You understand, don’t you? What do you think of the trailer? Leave your thoughts in the comments below!
And no, that’s not Halle Berry, it’s Halle Bailey. Go get your eyes checked.
Halle Bailey is the nineteen year-old singer and actress best known for her R&B singing duo, Chloe x Halle, and her role on the hit TV show Grown-ish, is officially joining Disney for their live-action The Little Mermaid. And she’s not just playing a bit part – she’s actually going to be the Little Mermaid, as in, she is playing Ariel. That’s right: for the first time in forever, Disney is race-bending one of their princesses! And it’s perfect.

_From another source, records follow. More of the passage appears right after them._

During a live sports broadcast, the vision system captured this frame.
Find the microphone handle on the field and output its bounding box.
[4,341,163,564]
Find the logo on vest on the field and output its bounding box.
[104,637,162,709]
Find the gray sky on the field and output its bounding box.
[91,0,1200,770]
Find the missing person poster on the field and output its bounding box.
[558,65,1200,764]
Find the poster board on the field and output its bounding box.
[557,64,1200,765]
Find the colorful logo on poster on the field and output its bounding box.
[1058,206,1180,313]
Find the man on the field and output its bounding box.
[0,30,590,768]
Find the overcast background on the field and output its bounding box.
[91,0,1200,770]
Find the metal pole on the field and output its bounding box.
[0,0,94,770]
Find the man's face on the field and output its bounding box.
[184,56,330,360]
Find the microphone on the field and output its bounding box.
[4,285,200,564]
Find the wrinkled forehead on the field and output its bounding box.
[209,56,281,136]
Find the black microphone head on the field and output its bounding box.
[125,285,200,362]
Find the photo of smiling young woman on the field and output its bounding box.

First of all, Halle Bailey can sing, and she has an amazing voice: in fact, while listening to her cover of “Unforgettable” – go check it out, you’ll thank me – I was struck by how much she sounded like she had just strolled out of the 1920s: she would have made a fantastic Tiana in a live-action Princess And The Frog. But as Ariel – oh, I’m so excited! Her voice is so just so perfect. I don’t even know exactly why, but it just…well, it just is. It’s not the kind of teeny-bopper vocal range I was expecting Disney to go for with their live-action Ariel: that was my fear, in fact, after I started hearing rumors that Harry Styles had been cast as Prince Eric, alongside Zendaya as Ariel.

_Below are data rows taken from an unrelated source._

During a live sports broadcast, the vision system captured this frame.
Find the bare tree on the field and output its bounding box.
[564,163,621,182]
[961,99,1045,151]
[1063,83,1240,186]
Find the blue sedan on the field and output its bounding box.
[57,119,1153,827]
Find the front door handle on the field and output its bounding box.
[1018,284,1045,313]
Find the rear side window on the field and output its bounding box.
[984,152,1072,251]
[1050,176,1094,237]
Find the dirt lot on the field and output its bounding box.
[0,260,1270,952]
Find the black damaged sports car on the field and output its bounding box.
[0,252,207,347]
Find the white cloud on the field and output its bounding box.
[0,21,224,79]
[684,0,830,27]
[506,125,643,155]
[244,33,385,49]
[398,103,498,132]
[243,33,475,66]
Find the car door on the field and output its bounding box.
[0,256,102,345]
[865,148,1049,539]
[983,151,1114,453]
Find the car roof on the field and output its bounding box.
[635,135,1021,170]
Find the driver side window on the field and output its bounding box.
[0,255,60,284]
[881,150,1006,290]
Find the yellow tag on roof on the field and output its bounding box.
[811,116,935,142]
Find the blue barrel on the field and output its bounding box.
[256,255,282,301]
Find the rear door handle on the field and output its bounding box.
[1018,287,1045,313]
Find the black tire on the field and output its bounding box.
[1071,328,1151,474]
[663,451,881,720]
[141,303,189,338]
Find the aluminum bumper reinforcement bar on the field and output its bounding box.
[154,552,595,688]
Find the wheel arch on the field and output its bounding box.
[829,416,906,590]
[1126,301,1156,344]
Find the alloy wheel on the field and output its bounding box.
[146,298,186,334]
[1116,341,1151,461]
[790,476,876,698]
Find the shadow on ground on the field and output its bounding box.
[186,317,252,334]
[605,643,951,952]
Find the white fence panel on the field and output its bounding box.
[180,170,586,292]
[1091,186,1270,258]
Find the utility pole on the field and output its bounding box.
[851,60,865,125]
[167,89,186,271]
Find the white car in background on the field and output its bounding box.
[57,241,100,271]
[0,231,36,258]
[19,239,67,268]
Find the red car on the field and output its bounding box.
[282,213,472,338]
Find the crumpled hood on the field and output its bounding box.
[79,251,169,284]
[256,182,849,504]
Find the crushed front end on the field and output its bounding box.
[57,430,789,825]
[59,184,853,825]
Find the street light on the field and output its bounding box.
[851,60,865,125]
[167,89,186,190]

Now, I know there are going to be people complaining that Zendaya didn’t get the role, after people have been basically begging her to join the cast. But I’ve got to say, having seen Spider-man: Far From Home just yesterday, I’m not too unhappy about that. Don’t get me wrong – Zendaya is a good actress, and I know that, but I’m not on her hype-train right now, and that’s why this news comes at such a perfect moment. I’m open to suggestions – and this suggestion, so unexpected, so fresh, so unique…is a miracle.
And then there are going to be people complaining that Ariel isn’t black, and that Disney shouldn’t race-bend a Caucasian princess: their reasoning will be that the original fairytale off of which The Little Mermaid is based is a Danish story, and the majority of Danish people are white. Well, guess what – Disney’s version of The Little Mermaid doesn’t take place in Denmark: it’s set in the Caribbean, where the majority of the population is black or Hispanic. By making her white in the original movie, Disney was race-bending, just like they race-bent Aladdin and Jasmine, making them Arabic instead of Chinese. Having a black woman play Ariel is the perfect way to show that Disney actually cares about making their films accurate, at least a little. Granted, the film will still include mermaids, so we can probably throw accuracy to the winds.

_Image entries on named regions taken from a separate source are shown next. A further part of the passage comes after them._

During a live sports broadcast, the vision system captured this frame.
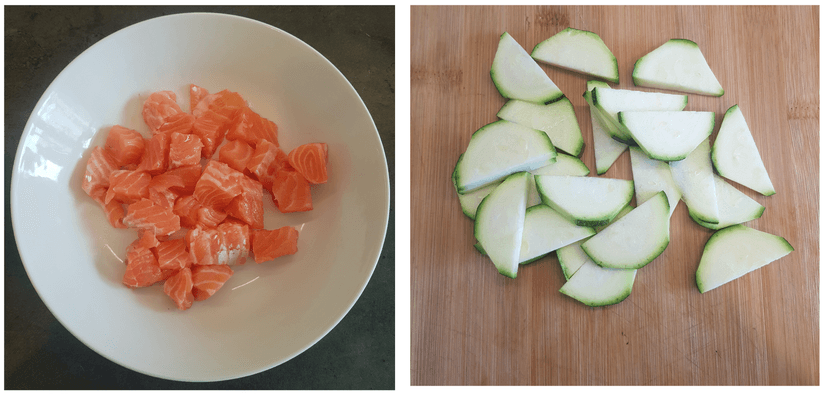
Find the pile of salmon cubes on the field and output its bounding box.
[82,85,328,310]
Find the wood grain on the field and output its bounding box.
[411,6,819,385]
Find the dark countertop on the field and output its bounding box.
[4,7,394,389]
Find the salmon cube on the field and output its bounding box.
[193,111,230,159]
[155,238,193,270]
[190,83,210,113]
[225,107,279,146]
[219,140,253,172]
[225,177,264,229]
[123,199,181,237]
[272,170,313,213]
[104,125,145,167]
[141,91,183,133]
[170,132,204,168]
[122,247,168,287]
[138,133,170,175]
[81,146,119,199]
[190,265,233,301]
[153,112,195,134]
[247,140,289,191]
[104,170,152,204]
[193,160,244,209]
[164,268,194,311]
[250,226,299,264]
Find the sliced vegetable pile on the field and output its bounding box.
[452,28,793,306]
[82,85,328,310]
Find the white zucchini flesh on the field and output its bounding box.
[491,33,563,104]
[618,111,716,161]
[457,154,589,219]
[457,183,494,219]
[712,104,776,196]
[632,39,724,97]
[696,224,794,293]
[555,205,633,280]
[474,172,531,278]
[475,204,595,264]
[532,27,618,83]
[497,97,584,156]
[630,147,681,217]
[520,204,595,263]
[592,88,687,145]
[560,260,638,306]
[584,81,627,175]
[690,175,765,230]
[535,175,634,226]
[453,120,557,194]
[670,139,719,224]
[581,191,670,269]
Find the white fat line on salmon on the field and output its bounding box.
[230,276,259,290]
[104,244,124,263]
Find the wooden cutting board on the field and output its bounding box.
[411,6,819,385]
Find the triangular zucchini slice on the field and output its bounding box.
[555,205,634,280]
[712,105,776,196]
[532,27,618,83]
[630,147,681,216]
[491,33,563,104]
[618,111,716,161]
[584,81,627,175]
[581,191,670,269]
[497,97,584,156]
[670,139,719,224]
[560,260,638,306]
[453,120,557,194]
[535,175,634,227]
[474,172,531,278]
[696,224,793,293]
[633,39,724,97]
[690,175,765,230]
[592,88,687,145]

This news is especially advantageous since it comes right after Melissa McCarthy was cast as Ursula, in a shocking move that upset almost everybody. One of the biggest complaints was that Ursula should have been portrayed by a woman of color – now, through this genius casting decision, Disney has partially made up for that. It would be even better if they would recast Ursula too, but I’ll settle for Ariel – as long as she’s not the only black mermaid under the sea. We know that Asian-American comedian Awkwafina has been cast as Ariel’s seagull companion, Scuttle, so maybe it’s not too much of a stretch to imagine that there are lots of different types of merpeople?